Reputation: 1135
User on click a purchase button on the web frontend, it will send a POST request to the backend to create a purchase order. First, it will check the number of available
stocks. If available
is greater than 0, reduce available
by 1 and then create the order.
Backend (NestJS) queries the Firestore for the latest available
value, and reduce available
by 1. For debugging, I will return the available
value.
let available;
try {
await runTransaction(firestore, async (transaction) => {
const sfDocRef = doc(collection(firestore, 'items_available'), documentId);
const sfDoc = await transaction.get(sfDocRef);
if (!sfDoc.exists()) {
throw 'Document does not exist!';
}
const data = sfDoc.data();
available = data.available;
if(available>0){
transaction.update(sfDocRef, {
available: available-1,
});
}
});
} catch (e) {
console.log('Transaction failed: ', e);
}
return { available };
Our goal is to see all API requests having different available
value, this would mean that Firestore Transactions is reducing the value even though there are multiple requests coming in.

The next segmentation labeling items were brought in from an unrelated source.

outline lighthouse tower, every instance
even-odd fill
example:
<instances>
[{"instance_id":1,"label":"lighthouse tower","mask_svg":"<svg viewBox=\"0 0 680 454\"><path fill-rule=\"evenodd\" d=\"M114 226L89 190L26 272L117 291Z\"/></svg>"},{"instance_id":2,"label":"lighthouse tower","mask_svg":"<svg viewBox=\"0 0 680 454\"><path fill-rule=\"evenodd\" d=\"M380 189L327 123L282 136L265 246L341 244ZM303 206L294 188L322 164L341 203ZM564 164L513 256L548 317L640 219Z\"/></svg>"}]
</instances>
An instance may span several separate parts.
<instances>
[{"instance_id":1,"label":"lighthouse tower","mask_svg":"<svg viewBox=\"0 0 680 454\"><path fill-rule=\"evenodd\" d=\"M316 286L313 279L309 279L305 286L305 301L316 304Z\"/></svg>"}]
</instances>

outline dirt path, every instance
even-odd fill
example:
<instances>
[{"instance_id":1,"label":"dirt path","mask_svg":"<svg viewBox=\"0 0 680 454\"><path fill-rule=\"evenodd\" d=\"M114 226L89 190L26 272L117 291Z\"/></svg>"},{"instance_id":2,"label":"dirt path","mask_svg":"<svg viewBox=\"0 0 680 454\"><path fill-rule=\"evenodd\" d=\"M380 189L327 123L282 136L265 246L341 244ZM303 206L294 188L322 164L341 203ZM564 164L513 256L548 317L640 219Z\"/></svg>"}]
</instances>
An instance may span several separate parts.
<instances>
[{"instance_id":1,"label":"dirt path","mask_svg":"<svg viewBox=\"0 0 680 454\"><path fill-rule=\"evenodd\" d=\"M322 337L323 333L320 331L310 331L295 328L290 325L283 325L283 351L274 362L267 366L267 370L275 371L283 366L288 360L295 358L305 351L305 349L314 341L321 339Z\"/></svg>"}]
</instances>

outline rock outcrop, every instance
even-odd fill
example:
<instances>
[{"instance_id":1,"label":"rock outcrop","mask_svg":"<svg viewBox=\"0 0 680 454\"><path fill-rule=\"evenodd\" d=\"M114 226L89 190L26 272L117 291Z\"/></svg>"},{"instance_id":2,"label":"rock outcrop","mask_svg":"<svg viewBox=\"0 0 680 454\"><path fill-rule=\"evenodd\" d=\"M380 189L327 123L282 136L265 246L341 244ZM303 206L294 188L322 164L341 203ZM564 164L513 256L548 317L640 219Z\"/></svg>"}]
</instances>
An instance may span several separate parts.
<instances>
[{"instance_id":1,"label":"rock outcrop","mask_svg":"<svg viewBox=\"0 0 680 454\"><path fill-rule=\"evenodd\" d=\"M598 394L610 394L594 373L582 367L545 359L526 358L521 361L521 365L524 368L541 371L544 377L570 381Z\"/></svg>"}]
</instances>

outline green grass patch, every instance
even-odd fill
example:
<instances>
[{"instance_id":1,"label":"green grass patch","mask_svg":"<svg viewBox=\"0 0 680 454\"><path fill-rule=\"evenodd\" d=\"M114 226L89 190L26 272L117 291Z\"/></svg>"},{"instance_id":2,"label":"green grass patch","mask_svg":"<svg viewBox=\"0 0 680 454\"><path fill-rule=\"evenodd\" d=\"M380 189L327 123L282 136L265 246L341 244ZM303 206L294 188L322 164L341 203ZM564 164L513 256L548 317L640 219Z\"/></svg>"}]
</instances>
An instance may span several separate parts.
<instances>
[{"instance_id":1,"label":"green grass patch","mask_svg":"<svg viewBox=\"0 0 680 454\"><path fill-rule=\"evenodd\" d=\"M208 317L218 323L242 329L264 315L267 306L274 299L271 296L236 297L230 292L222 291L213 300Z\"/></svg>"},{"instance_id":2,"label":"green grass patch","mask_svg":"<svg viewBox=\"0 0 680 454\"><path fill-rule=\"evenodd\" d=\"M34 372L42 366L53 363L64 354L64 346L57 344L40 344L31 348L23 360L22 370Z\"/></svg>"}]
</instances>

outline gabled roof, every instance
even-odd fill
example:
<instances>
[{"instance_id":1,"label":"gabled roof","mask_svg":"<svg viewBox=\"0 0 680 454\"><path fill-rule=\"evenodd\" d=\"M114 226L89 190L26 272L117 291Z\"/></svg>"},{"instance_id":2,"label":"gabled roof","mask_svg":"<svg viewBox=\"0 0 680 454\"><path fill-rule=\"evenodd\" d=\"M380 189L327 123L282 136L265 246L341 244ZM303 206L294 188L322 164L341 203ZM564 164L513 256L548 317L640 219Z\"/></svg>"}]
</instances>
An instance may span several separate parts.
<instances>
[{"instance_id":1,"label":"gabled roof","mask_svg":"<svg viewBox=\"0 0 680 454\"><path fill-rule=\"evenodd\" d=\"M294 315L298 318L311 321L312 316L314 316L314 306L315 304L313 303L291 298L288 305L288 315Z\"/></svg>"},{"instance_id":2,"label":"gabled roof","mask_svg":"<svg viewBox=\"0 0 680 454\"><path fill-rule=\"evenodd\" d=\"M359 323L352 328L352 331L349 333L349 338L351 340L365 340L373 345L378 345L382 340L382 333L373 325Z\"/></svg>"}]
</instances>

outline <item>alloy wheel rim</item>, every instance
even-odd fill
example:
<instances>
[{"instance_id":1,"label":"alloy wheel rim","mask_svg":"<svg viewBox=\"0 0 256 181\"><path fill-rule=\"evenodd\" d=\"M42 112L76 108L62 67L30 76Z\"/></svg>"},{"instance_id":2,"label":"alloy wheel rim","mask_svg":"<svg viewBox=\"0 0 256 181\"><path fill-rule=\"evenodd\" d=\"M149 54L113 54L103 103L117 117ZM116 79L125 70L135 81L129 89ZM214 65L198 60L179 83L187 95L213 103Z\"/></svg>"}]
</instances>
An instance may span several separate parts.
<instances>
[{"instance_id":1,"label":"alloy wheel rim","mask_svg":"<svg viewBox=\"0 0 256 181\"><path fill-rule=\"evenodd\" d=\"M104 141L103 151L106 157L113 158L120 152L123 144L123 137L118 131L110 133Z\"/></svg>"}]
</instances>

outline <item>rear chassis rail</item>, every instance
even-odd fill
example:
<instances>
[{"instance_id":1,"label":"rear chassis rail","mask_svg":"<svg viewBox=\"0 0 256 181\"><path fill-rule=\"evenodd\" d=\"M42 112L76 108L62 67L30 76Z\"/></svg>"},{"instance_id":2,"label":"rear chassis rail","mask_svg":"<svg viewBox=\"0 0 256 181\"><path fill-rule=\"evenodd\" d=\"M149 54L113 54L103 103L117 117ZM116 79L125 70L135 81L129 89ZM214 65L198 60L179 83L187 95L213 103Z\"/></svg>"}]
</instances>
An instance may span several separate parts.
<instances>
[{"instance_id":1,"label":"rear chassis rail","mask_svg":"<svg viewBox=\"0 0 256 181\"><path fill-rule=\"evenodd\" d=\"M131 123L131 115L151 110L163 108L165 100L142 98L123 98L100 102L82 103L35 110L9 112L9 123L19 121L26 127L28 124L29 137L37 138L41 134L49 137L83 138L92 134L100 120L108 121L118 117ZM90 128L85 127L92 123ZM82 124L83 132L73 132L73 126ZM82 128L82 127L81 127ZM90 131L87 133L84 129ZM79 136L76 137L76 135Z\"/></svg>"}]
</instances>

I wrote a simple multi-threaded program that queries the backend's create order API, it will query the available
value and return the available
value. This program will save the available
value returned for each API request.
The stress test performed is about 10 transactions per second, as I have 10 concurrent processes querying the backend. Each process will http.get
20 queries:
const http = require('http');
function call(){
http.get('http://localhost:5000/get_item_available', res => {
let data = [];
res.on('data', chunk => {
data.push(chunk);
});
res.on('end', () => {
console.log('Response: ', Buffer.concat(data).toString());
});
}).on('error', err => {
console.log('Error: ', err.message);
});
}
for (var i=0; i<20; i++){
call();
}
Unfortunately, the available
values I got from the requests contains repeated values, that is, having same available
values instead of having unique available
values.
What is wrong? Isn't Firestore Transactions meant to handle race conditions? Any suggestions on what I could change to handle multiple requests hitting the server and return a new value for each request?
Upvotes: 0
Views: 303
Reputation: 598718
You have a catch
clause to handle when the transaction fails, but then still end up returning a value to the caller return { available }
. In that situation you should return an error to the caller.